Cyberattacks continue to rise across industries, and healthcare is no different. Eighty percent of U.S. physicians reported having experienced some form of cyberattack. In 2017, cyberattacks cost small and midsize businesses an average of $2.2 million, with 60 percent of small businesses going out of business within six months of the attack. According to a study from IBM Security and the Ponemon Institute, the cost of a data breach for healthcare organizations rose from $380 per record in 2017 to $408 per record in 2018, the highest cost for data breaches across all industries. In 2016, U.S. healthcare systems lost $6.2 billion due to data breaches. No doubt this amount continued to rise in 2017 and 2018, with the growing number of cyberattacks.

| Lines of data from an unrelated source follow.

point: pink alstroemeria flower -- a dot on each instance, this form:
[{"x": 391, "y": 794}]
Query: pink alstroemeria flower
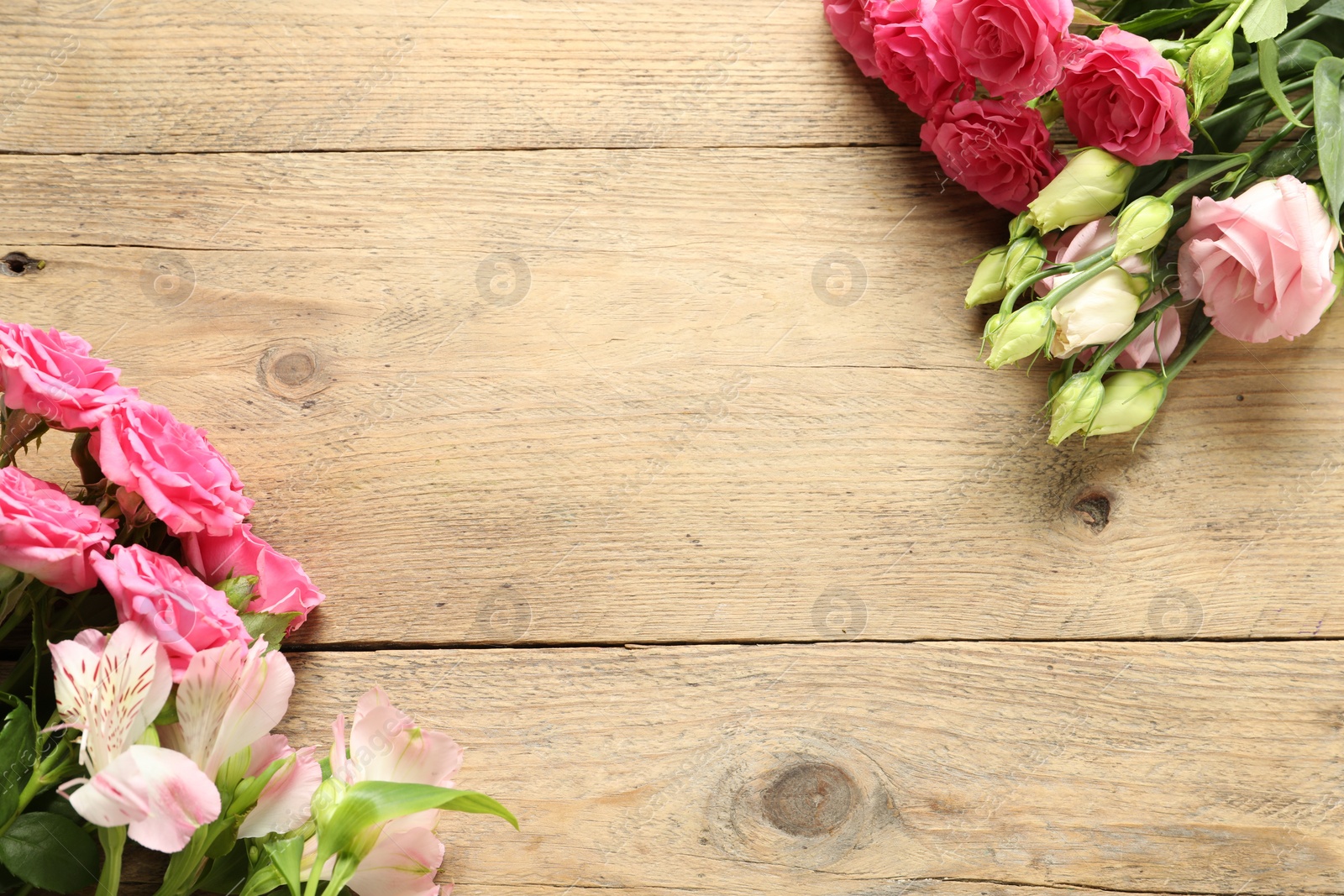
[
  {"x": 385, "y": 745},
  {"x": 112, "y": 688}
]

Against this backdrop, on Dec. 30, 2018, the Department of Health & Human Services (HHS) issued guidance on cybersecurity for healthcare organizations. The report — the work product of a task force created by the Cybersecurity Act of 2015 and composed of healthcare and cybersecurity experts — evaluates current threats against healthcare and public health organizations, identifies common weaknesses within healthcare organizations, and suggests mitigation efforts.
HHS specifically states that the report is not “a de facto set of requirements that all organizations must implement.” Rather, the report serves as guidance for organizations to customize cybersecurity practices based on the organization’s size. This approach recognizes that an organization’s size impacts many aspects of its operations, including its IT security capabilities, staffing, investment in IT security, number of affiliate entities and exchanges with other healthcare systems. The report cautions that identifying the size of an organization is not as simple as it may seem, and it provides a table to guide organizations in their evaluation.
The report is broken down into four sections:
- The Main Report, which addresses current cybersecurity threats facing healthcare organizations, with the goal of raising general awareness of the issue.
- Technical Volume 1, which guides small healthcare organizations on what to ask their IT security teams or vendors.
- Technical Volume 2, which is intended for IT security professionals within midsize and large healthcare organizations.
- Resources and Templates, which provides additional resources and references for healthcare organizations.
The report analogizes good cybersecurity practices with hand hygiene; just as healthcare professionals know the importance of handwashing to stop the spread of germs, healthcare organizations need to practice good “cyber hygiene” to stop the spread of cyberattacks. Hospitals need to make good cyber hygiene a culture within their organizations, just as they have done with good hand hygiene.
To begin the process, organizations must understand the differences between a “threat” and a “vulnerability.” A threat is something that has the potential to cause harm. A vulnerability is a weakness that may be exploited by a threat, resulting in harm or loss.
BakerHostetler’s blog series will address each of the five threats explored in the Main Report:
- E-mail phishing attacks.
- Ransomware attacks.
- Loss or theft of equipment or data.
- Insider, accidental or intentional data loss.
- Attacks against connected medical devices that may affect patient safety.
By identifying your organization’s vulnerabilities, and the threats that may exploit them, you can take appropriate precautions to lessen the chances of exploitation and, ultimately, harm or loss to your patients and organization alike. The Technical Volumes detail 10 practices to mitigate these threats, which the blog series will also discuss.